Катюха терпела. А когда я вернулся, сын меня предателем считал. Мол, бросил я его в пять лет и вернулся в тринадцать. Сказал, что ему дед роднее отца. К тому времени Сашка и сам уже уходил в землянку. А потом пошёл добровольцем в народную дружину. Позже в милицию перешёл. Сейчас он какой-то важный человек. Думается мне, что не хуже того, кого та бабёнка порешила.
Мы с Сашкой сейчас уже не на ножах общаемся. То ли он повзрослел, то ли я постарел и обрюзг, но стало легче. Да и Катюха это заметила. Сын всё-таки. Давайте, милуйтесь тут. Пойду листовку почитаю.
Настя задрожала.
– Дядя Мирон, – произнесла она. – Та бабёнка, что порешила…
Сказать дальше не хватило смелости.
– Да-да! Порешила баба здорового мужика. Одним ударом. Вот так бывает, однако.
Только он повернулся и сделал шаг, как Настя опять заговорила:
– Та бабёнка – я…
У Мирона глаза расширились раза в три точно.
– Во дела, – прошептал он и перекрестился. – А это, стало быть, муж твой?
Настя кивнула. Егор при этом молчал.
– А чего он тебе сделал, следователь этот?
– Долгая история, – Насте не хотелось сейчас рассказывать о том, что сделал с ней Слизняк.
– Да-а-а-а, – Мирон почесал затылок. Присел на кровати рядом с Егором: – И что мне теперь с вами делать?
– Я осмотрела его, – сказала Настя. – Переломов нет.

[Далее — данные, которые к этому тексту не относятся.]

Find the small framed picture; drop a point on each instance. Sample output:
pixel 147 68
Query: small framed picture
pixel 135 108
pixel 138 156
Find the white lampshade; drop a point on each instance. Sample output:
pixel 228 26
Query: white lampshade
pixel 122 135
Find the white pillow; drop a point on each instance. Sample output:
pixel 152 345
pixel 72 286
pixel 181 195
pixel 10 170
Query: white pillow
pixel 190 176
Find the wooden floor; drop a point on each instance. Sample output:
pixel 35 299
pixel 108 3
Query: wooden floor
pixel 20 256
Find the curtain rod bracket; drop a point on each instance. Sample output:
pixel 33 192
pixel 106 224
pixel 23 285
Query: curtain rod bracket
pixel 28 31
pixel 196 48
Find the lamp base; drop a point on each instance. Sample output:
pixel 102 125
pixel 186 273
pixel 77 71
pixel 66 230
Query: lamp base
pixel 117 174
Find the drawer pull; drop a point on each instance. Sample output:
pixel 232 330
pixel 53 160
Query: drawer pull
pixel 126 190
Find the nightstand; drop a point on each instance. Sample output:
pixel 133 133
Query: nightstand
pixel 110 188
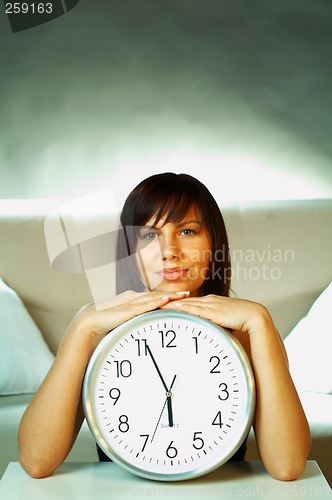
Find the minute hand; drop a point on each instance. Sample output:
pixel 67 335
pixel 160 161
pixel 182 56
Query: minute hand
pixel 168 392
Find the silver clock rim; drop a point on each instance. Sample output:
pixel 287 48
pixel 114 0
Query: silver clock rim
pixel 96 360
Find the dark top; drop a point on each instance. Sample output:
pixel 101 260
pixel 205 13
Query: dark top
pixel 238 456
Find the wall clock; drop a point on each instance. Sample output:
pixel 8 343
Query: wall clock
pixel 169 395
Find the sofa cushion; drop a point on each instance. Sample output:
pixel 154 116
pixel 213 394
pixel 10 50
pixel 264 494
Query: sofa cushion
pixel 309 347
pixel 24 356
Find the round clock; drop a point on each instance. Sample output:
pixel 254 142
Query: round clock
pixel 169 395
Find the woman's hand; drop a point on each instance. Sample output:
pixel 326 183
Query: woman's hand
pixel 235 314
pixel 53 419
pixel 281 428
pixel 103 317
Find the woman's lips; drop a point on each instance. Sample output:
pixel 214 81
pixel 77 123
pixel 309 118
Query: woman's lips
pixel 173 273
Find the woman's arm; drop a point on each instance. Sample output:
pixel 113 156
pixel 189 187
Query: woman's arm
pixel 281 428
pixel 53 419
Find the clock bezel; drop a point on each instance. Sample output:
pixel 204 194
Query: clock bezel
pixel 98 358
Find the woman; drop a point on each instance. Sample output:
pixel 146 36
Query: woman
pixel 169 257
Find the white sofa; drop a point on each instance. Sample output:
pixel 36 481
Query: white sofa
pixel 281 257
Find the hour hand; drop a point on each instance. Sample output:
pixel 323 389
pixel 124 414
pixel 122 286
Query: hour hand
pixel 168 391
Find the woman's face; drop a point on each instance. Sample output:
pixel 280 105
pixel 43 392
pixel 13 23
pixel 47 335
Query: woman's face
pixel 174 256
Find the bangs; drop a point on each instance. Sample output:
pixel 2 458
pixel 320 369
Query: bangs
pixel 171 201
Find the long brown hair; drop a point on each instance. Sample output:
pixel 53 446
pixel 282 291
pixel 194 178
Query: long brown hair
pixel 171 196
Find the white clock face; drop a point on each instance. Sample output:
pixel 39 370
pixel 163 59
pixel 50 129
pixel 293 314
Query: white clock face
pixel 169 395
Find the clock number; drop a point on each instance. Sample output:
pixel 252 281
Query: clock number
pixel 217 420
pixel 225 391
pixel 123 368
pixel 171 451
pixel 198 442
pixel 216 365
pixel 123 425
pixel 116 395
pixel 170 342
pixel 146 436
pixel 139 341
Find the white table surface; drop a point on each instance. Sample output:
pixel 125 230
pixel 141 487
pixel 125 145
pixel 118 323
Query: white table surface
pixel 99 481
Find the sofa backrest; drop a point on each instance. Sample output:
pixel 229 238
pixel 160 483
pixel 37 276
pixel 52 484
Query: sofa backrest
pixel 281 256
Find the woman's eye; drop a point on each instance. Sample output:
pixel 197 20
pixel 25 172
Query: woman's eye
pixel 188 232
pixel 148 235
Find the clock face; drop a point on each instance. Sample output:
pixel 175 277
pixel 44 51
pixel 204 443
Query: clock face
pixel 169 395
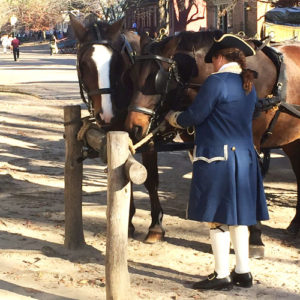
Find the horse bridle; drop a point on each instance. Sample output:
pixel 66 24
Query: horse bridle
pixel 126 48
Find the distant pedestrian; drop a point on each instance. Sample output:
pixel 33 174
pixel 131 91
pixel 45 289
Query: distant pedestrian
pixel 53 45
pixel 15 45
pixel 5 43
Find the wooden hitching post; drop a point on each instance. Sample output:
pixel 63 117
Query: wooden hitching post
pixel 74 238
pixel 118 199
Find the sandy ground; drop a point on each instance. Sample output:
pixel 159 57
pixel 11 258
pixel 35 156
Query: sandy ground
pixel 34 263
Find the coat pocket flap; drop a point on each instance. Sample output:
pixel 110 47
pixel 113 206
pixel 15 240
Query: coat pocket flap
pixel 210 154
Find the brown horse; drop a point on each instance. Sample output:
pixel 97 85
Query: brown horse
pixel 104 62
pixel 285 131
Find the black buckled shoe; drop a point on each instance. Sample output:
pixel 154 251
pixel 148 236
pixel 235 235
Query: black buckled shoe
pixel 243 280
pixel 214 283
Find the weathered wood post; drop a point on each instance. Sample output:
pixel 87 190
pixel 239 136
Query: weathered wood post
pixel 73 179
pixel 122 169
pixel 117 214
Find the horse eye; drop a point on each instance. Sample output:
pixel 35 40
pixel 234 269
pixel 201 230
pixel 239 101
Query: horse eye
pixel 149 85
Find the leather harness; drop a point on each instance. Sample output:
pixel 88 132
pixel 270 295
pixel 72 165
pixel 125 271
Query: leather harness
pixel 277 99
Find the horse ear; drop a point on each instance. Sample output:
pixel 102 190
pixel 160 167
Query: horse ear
pixel 171 46
pixel 79 30
pixel 116 28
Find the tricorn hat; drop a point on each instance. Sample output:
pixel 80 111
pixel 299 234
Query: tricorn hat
pixel 228 41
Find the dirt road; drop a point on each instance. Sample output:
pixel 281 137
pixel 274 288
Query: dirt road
pixel 34 263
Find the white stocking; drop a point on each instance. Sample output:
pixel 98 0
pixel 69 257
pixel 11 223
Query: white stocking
pixel 220 242
pixel 240 240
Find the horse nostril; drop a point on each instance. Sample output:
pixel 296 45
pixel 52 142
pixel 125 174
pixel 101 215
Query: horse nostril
pixel 137 132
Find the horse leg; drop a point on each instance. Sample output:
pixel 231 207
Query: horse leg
pixel 256 245
pixel 131 228
pixel 292 150
pixel 156 232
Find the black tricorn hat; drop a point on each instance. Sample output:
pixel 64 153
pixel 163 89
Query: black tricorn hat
pixel 228 41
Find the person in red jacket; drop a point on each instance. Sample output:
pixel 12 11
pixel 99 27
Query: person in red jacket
pixel 15 44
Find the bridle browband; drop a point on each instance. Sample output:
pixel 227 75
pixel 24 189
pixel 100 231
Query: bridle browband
pixel 125 48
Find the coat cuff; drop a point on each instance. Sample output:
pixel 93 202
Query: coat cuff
pixel 173 119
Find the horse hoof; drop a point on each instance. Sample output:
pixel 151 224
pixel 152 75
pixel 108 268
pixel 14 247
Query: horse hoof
pixel 293 228
pixel 154 237
pixel 256 251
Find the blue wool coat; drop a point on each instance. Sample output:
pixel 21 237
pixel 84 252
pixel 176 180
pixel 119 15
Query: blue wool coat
pixel 226 185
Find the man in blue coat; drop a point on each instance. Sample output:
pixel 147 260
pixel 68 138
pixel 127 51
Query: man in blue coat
pixel 226 189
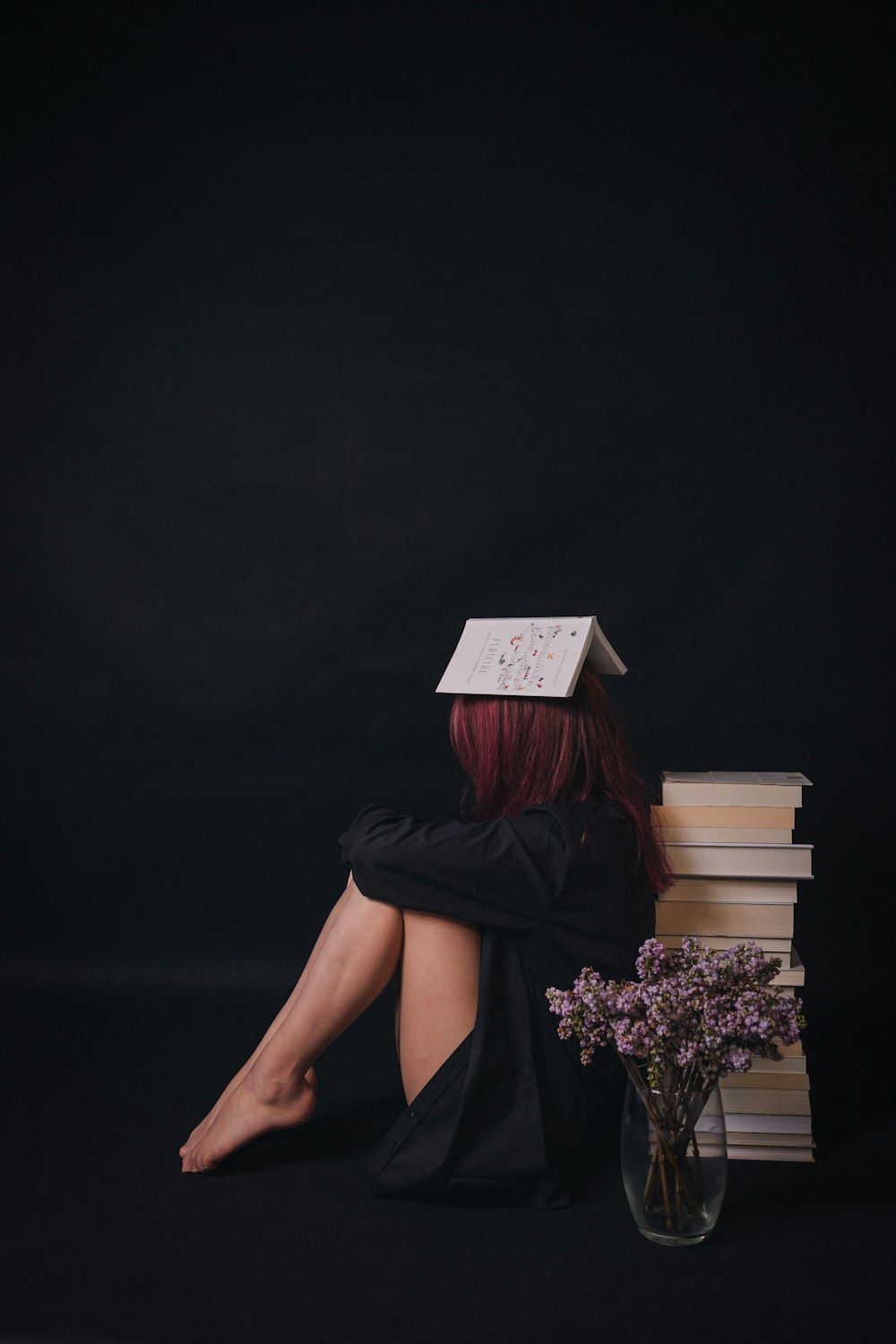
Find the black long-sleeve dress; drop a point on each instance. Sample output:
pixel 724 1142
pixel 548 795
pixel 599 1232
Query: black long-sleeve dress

Есть вывихи и смещения. Я врач. Всё сделаю.
– Хо-ро-шо, – по слогам произнёс Мирон. – Я сейчас вернусь.
Вернулся с листовкой, стал читать:
– Внимание! Розыск! Разыскивается Ермакова Ирина Михайловна, 1896 года рождения. Студентка медицинских курсов. Штатный врач госпиталя номер шесть. Место жительства неизвестно. Рост примерно 170–175 см, волосы…
Мирон вздохнул. Отложил листовку.
– Не буду её вешать. Сам пусть организовывает. Скажу, что повесил, да сорвал кто-то.
А вас надо куда-то отвезти. Только куда? Везде будут сейчас проверять.
Задали вы мне задачу. Одно радует, что Сашка на две недели уедет в столицу. А вот когда вернётся, вас тут быть не должно. Могу в Сибирь отправить к Катькиному отцу. Жив, чертяка… Ему всё нипочём! Не стареет, не молодеет. В одной поре остался и не меняется. Ведьмак.
Там вас точно никто не найдёт.
Только вот мне надобно отпуск взять. Скажу, что заболели родители.
Мирон ушёл.
– Настя, – произнёс Егор, – что же ты наделала, родная моя?
– Что? Стыдно? – Настя взорвалась. – Стыдно преступнице в глаза смотреть? Так я могу и уйти. Он тебя не бил, не мучил. А я его только увидела, всё тело заболело. У него взгляд такой, что можно сгореть дотла. Вот я и сгорела, Егор. Туда ему и дорога. Мне осталось только вслед за ним уйти.